The native-AOT story (2022–)
.NET 7 introduced native AOT (ahead-of-time) compilation for console and library workloads in November 2022. .NET 8 extended it to ASP.NET Core in November 2023, making it a real production target for cloud workloads. .NET 9 and 10 continued the work on size, startup time, and trim safety. The end goal: .NET binaries that compete with Go and Rust on cold-start time and deployment size for serverless and microservice workloads, while keeping the C# language and BCL developer experience.
.NET Standard — the parallel API spec
.NET Standard was a specification for the API surface that library authors could target to be portable across .NET Framework, .NET Core, Mono, Xamarin, and Unity, defined as a series of versions (1.0 through 2.1, 2016–2019). It was not itself a runtime — just an agreement that "if you target netstandard2.0, your library will work on any conforming runtime." For its era, it was an essential bridge.
The .NET 5 unification deprecated .NET Standard as the cross-runtime spec, because the unified runtime no longer needed it. Existing libraries targeting netstandard2.0 still work everywhere, including on modern .NET. New libraries should target a specific .NET version like net8.0 — or netstandard2.0 if they need to keep supporting .NET Framework consumers. Microsoft's official guidance is at learn.microsoft.com/dotnet/standard/net-standard.

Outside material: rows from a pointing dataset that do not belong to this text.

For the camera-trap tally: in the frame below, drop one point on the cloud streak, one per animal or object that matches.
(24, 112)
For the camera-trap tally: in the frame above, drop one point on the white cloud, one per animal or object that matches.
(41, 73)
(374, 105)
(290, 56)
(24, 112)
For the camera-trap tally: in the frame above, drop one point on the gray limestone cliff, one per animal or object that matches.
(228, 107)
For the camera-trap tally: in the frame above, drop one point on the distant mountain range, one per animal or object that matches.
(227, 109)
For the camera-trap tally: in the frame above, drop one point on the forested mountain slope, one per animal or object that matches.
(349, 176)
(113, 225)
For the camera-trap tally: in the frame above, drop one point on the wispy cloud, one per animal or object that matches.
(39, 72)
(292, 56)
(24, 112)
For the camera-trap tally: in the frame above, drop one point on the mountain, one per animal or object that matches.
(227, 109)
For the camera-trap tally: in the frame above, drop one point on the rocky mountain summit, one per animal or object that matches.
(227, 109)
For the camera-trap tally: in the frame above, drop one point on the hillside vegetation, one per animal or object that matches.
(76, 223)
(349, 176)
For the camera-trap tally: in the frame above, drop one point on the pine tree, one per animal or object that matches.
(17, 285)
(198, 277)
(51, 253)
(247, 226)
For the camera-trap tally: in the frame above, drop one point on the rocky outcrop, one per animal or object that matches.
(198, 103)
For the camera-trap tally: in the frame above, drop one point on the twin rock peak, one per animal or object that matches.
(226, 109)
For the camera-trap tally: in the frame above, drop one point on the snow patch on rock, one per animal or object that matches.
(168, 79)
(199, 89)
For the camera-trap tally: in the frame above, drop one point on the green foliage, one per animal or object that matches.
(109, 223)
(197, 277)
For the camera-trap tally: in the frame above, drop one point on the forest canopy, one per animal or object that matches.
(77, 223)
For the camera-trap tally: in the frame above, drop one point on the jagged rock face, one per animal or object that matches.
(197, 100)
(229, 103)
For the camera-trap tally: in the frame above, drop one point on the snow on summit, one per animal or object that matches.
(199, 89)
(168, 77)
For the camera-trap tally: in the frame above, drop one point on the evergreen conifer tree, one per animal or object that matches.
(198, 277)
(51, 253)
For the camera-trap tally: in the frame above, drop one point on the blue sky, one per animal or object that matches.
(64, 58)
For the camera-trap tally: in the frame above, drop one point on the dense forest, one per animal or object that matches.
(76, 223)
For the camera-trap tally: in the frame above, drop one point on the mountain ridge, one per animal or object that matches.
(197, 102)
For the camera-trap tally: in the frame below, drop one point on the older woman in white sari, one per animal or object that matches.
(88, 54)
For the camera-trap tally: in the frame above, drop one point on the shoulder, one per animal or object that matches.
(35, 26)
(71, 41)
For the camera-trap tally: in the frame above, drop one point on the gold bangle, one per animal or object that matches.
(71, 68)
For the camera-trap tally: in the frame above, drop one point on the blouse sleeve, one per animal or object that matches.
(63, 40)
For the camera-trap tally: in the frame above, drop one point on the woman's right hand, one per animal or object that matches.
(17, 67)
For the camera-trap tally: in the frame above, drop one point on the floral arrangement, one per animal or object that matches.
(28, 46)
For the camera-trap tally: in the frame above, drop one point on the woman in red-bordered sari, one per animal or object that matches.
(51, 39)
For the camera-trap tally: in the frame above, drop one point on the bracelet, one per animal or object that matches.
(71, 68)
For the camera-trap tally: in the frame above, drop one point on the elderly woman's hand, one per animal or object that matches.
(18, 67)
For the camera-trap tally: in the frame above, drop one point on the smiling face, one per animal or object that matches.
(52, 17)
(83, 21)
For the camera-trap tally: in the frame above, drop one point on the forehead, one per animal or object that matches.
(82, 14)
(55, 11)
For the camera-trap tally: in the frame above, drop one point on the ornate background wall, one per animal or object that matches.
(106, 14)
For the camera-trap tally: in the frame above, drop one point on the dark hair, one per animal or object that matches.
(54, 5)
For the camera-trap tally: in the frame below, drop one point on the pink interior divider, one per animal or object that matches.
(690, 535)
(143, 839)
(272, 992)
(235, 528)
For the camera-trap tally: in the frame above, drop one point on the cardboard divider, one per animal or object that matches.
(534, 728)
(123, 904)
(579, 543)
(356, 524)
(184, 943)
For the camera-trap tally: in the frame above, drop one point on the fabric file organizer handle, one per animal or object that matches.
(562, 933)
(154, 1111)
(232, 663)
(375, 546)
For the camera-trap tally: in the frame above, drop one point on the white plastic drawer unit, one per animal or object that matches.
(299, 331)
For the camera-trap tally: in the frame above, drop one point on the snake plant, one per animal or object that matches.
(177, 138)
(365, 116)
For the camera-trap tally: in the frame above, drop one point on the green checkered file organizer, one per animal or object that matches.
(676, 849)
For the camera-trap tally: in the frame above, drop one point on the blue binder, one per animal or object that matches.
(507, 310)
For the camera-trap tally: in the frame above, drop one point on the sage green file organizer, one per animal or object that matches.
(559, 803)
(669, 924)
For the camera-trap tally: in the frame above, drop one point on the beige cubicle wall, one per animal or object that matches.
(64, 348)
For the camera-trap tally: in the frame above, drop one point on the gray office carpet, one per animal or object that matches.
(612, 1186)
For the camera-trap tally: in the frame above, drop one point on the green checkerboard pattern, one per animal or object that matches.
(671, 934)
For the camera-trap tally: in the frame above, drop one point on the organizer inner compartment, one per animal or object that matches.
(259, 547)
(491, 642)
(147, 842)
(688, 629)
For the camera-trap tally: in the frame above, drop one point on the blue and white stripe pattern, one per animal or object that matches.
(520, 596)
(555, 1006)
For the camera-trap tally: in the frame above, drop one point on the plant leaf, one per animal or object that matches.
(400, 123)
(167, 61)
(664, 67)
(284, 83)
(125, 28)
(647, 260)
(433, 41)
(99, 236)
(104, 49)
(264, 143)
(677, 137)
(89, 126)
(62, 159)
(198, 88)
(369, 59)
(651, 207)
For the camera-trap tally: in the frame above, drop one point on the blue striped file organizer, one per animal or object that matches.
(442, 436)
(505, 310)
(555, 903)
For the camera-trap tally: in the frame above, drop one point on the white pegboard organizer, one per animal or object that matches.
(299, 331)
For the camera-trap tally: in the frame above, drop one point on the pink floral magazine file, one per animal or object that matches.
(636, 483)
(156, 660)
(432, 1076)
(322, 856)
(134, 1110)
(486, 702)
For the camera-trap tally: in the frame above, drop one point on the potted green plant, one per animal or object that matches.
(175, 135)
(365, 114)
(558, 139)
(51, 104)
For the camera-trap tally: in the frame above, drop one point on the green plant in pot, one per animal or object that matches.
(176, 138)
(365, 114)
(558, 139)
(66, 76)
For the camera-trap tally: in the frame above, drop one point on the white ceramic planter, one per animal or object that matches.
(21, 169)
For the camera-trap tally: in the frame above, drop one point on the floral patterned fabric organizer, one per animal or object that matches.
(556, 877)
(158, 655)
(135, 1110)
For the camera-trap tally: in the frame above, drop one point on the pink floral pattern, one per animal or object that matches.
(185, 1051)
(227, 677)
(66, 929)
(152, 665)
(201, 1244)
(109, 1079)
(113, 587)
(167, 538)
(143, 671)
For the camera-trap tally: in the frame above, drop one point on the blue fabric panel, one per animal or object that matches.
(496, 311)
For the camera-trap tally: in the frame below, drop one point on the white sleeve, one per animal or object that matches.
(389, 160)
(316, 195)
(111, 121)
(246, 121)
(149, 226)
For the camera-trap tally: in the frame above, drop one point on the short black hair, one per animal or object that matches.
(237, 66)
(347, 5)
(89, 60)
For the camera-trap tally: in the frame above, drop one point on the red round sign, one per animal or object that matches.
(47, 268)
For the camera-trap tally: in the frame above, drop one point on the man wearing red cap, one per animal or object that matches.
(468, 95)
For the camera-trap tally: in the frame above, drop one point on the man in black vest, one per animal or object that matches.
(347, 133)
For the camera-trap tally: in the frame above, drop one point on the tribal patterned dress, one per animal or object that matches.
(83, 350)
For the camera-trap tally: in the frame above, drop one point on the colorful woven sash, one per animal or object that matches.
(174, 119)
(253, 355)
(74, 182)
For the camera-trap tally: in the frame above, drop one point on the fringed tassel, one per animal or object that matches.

People who actually shaped .NET
Original Microsoft team: Anders Hejlsberg (C# language designer, Distinguished Engineer; previously Turbo Pascal and Delphi at Borland; moved to Microsoft 1996), Patrick Dussud (CLR architect, Technical Fellow), Krzysztof Cwalina and Brad Abrams (Framework Design Guidelines; BCL conventions), Eric Lippert (C# language design and compiler), Jay Schmelzer (long-time Visual Studio leadership).
Mono / Xamarin lineage: Miguel de Icaza (Mono founder 2001, Xamarin co-founder, Distinguished Engineer at Microsoft 2016–2022), Nat Friedman (Xamarin co-founder, GitHub CEO 2018–2021), Joseph Hill (Xamarin co-founder).
Modern .NET team: Mads Torgersen (C# language design lead, current), Stephen Toub (performance lead; the public face of the annual "Performance Improvements in .NET N" mega-posts), Richard Lander (.NET runtime PM), Damian Edwards (ASP.NET Core lead, minimal APIs author), David Fowler (architect across many of the modern stacks — ASP.NET Core, Orleans, Aspire), Immo Landwerth (BCL / API surface). Public face: Scott Hanselman (long-running community-facing .NET evangelist), Scott Guthrie (Azure EVP, originally created ASP.NET in 2002).
The sibling and derived runtimes
Several runtimes branch off the main .NET tree:
- Mono — the open-source CLR started in 2001 by Miguel de Icaza. Stewarded by Microsoft 2016–2024; handed off to the Wine project in 2024 as its long-term home.
- .NET Native — the AOT-compiled UWP-only runtime; deprecated in favor of the modern native-AOT story.
- Blazor — .NET running in the browser via WebAssembly (Blazor WebAssembly) or rendered on the server with DOM diffs over SignalR (Blazor Server) or hybrid (Blazor Hybrid in MAUI).
- MAUI — .NET Multi-platform App UI; the Xamarin Forms successor for iOS / Android / macOS / Windows. Graduated in .NET 6 (2021).
- Unity scripting — the Unity game engine embeds a forked Mono runtime; Unity has been working toward a native-AOT-based future under "CoreCLR" support, but as of the table's last update most shipping Unity titles still use the Mono fork.
- dotnet/runtimelab — the public experimental sandbox for runtime-team work (Green Threads, Project Reunion-related code, and so on).